Kisah Para Rasul 12:24 mengatakan bahwa firman Allah tidak hanya bertumbuh, tetapi juga berlipat ganda. Firman tidak bertumbuh dan berlipat ganda dengan sendirinya. Melainkan, firman itu bertumbuh bersama kaum beriman dan berlipat ganda bersama gereja. Ketika kaum beriman bertumbuh, maka firman di dalam mereka juga bertumbuh. Ketika gereja-gereja berlipat ganda, maka firman di dalam gereja-gereja juga berlipat ganda. Fakta bahwa firman Allah bertumbuh dan berlipat ganda menunjukkan bahwa kaum beriman dan gereja-gereja pada zaman dulu dipenuhi dengan firman dan bersatu dengan firman. Ini adalah satu tanda yang kuat atas kemenangan Tuhan di dalam peperangan-Nya melawan si jahat.

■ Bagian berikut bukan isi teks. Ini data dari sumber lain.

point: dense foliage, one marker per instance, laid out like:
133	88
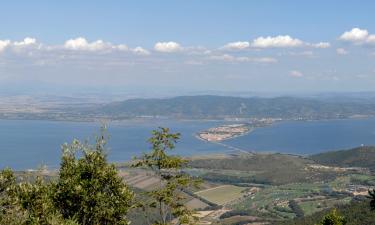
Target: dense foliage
355	213
356	157
87	191
167	197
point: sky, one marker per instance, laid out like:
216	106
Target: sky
182	46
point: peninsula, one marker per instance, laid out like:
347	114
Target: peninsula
225	132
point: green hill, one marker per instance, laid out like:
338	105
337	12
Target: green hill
355	213
356	157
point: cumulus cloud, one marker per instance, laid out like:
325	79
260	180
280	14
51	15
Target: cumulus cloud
140	51
4	44
230	58
82	44
280	41
27	41
296	73
341	51
167	47
322	45
239	45
285	41
354	35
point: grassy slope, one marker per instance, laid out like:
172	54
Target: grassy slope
267	168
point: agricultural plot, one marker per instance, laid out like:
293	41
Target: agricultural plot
222	194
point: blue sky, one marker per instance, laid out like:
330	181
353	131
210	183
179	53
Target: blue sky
268	46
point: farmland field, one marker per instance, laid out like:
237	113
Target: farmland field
222	194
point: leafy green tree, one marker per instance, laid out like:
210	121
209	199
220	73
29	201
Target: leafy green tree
333	218
167	197
10	212
372	198
89	189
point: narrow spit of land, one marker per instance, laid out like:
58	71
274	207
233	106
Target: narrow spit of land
225	132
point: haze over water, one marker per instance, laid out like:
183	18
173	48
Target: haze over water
27	144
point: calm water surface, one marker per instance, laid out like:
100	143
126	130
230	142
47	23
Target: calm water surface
27	144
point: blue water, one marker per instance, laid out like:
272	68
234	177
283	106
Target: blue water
27	144
308	137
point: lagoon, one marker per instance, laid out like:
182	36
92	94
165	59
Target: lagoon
26	144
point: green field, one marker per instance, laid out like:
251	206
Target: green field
222	194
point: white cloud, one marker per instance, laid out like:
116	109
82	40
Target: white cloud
27	41
167	47
140	51
371	39
296	73
4	44
322	45
341	51
239	45
354	35
276	42
230	58
82	44
122	47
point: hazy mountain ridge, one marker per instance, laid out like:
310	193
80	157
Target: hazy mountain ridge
208	106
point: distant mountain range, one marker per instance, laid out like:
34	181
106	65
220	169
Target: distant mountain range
216	107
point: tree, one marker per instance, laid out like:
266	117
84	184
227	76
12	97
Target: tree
372	198
88	189
168	196
333	218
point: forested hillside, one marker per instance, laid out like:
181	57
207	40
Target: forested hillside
356	157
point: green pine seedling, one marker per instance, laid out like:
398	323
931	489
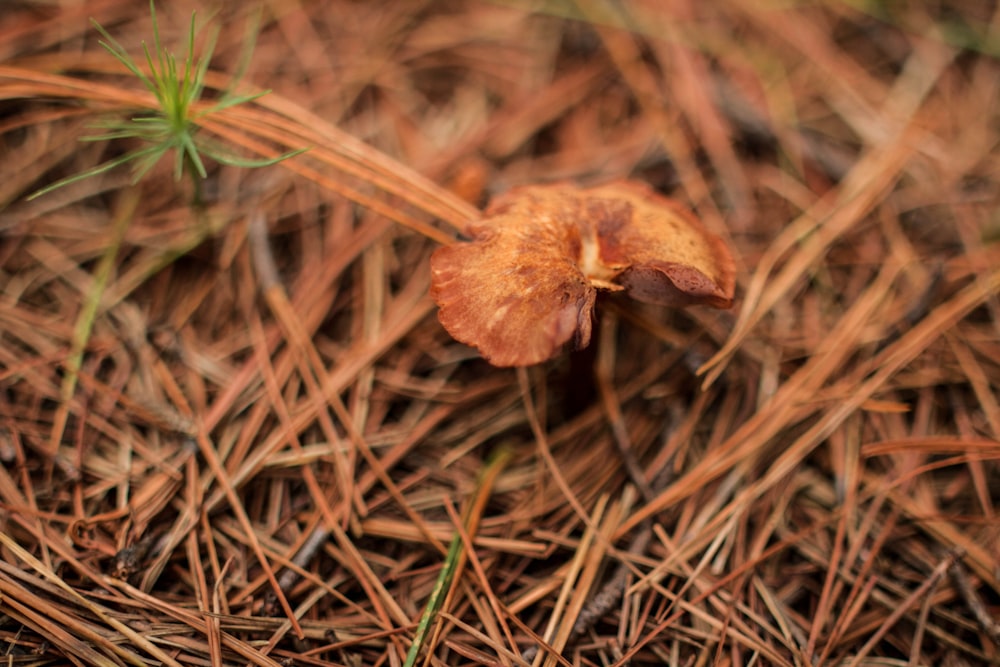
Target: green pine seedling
174	125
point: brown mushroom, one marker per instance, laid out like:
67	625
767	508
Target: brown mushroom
527	281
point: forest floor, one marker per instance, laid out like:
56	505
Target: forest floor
234	431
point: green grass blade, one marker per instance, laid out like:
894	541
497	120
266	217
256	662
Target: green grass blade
455	558
94	171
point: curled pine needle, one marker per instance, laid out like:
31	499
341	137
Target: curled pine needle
174	125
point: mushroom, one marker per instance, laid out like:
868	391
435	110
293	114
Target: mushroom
527	281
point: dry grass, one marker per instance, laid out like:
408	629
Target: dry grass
271	439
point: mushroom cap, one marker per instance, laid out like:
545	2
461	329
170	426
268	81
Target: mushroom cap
527	281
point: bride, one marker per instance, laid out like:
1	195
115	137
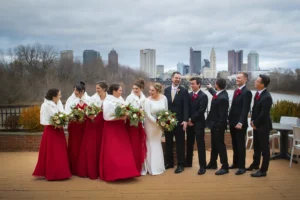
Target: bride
154	164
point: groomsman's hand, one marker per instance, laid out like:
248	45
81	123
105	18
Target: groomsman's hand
184	125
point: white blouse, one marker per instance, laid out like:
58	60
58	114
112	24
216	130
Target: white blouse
152	107
109	106
48	109
73	100
135	101
95	99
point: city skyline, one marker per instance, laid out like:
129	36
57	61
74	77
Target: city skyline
272	31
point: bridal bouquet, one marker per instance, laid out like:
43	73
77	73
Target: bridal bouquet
76	115
122	110
136	116
92	110
59	119
166	120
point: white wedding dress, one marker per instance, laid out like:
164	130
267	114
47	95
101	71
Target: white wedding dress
154	164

Pertumbuhan dan pergandaan firman dalam 12:24 adalah akibat, hasil, dari ministri Petrus. Karena itu, ayat ini menunjukkan bahwa ministri Petrus berakhir dengan kemenangan. Perkataan yang terakhir mengenai ministrinya dalam kitab Kisah Para Rasul adalah firman Allah bertumbuh dan berlipat ganda. Ini adalah satu akhir yang mulia dan menang dari ministri Petrus.

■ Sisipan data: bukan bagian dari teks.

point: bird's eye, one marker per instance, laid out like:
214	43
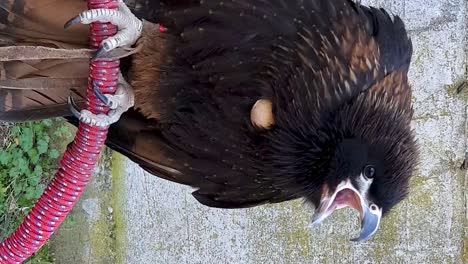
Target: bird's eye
369	171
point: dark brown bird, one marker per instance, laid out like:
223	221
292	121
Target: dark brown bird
250	102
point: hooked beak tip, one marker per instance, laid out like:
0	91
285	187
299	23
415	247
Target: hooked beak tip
369	225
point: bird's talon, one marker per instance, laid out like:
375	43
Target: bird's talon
105	100
130	27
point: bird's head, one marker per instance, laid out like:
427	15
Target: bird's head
371	162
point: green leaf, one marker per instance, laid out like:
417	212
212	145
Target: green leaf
54	154
30	193
33	156
15	131
26	139
42	146
5	158
23	165
38	171
38	190
14	172
47	122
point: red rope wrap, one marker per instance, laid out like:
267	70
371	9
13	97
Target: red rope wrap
77	163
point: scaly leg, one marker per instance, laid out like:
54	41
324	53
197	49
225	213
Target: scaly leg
130	28
118	103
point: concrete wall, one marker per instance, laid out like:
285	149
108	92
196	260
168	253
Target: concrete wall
159	222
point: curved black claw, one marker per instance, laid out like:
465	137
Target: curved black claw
73	107
99	95
72	21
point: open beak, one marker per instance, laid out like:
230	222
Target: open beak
346	195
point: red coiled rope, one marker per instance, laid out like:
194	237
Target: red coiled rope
77	163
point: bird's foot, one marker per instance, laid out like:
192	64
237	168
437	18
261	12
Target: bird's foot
130	27
118	103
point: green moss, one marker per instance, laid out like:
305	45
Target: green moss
118	202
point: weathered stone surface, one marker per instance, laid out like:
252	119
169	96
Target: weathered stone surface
164	224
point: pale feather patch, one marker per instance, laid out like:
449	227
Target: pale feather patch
261	114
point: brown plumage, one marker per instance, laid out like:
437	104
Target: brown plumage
335	73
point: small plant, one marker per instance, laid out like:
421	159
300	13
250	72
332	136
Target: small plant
27	162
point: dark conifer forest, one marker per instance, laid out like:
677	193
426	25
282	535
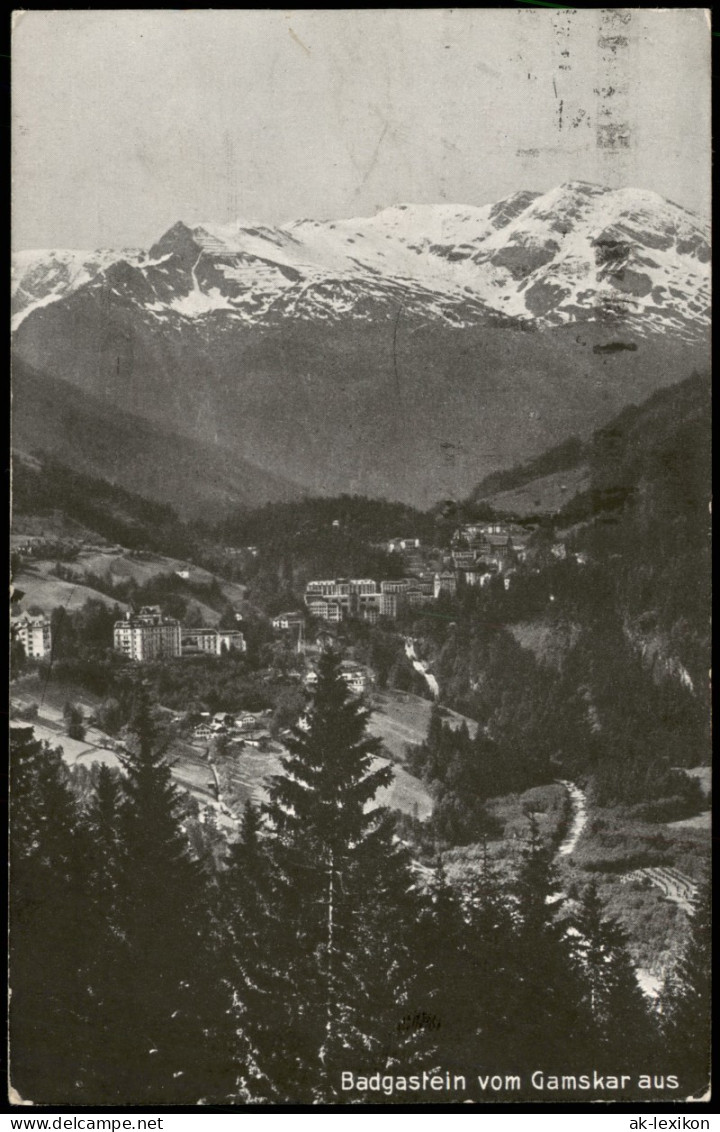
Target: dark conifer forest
314	953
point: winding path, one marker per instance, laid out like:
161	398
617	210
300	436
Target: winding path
579	803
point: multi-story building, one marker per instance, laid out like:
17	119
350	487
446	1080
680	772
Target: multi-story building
325	609
212	641
354	676
445	583
395	585
34	634
148	635
229	640
289	620
395	545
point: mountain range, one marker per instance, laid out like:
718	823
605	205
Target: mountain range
406	354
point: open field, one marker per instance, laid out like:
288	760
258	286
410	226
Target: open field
400	718
49	592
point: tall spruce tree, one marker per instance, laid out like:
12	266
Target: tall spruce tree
49	918
686	1002
249	914
548	1005
617	1012
345	892
171	1038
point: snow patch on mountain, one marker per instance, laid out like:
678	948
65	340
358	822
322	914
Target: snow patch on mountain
577	253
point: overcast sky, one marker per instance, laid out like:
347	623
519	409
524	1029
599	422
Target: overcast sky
127	121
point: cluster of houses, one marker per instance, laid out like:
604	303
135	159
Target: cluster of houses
243	727
150	635
478	552
34	633
334	599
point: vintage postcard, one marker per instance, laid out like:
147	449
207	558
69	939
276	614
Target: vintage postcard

Selain itu, ayat ini adalah satu pengumuman per-gerakan Tuhan di bumi dari Yerusalem, melalui Samaria, sampai ke dunia Kafir. Pergerakan Tuhan dari pasal 2 sampai akhir pasal 12 benar-benar merupakan kemenangan atas situasi itu. Pergerakan-Nya di dalam ministri-Nya bagi per-kembangbiakan Kristus yang bangkit itu menang, tidak hanya atas agama Yahudi, tetapi juga atas politik Roma.

Karena catatan mengenai ministri Petrus dalam kitab Kisah Para Rasul berakhir dengan kemenangan, kita tidak boleh meremehkan Petrus. Perjanjian Baru mengatakan dengan jelas bahwa Petrus ditunjuk untuk orang-orang bersunat, sedangkan Paulus untuk orang-orang tak bersunat. Mereka berada di dalam dua wilayah dari ministri Perjanjian Baru. Sebagai sisipan ke dalam catatan dalam kitab Kisah Para Rasul, 12:1-24 membuktikan bahwa pergerakan Allah itu menang dalam segala keadaan.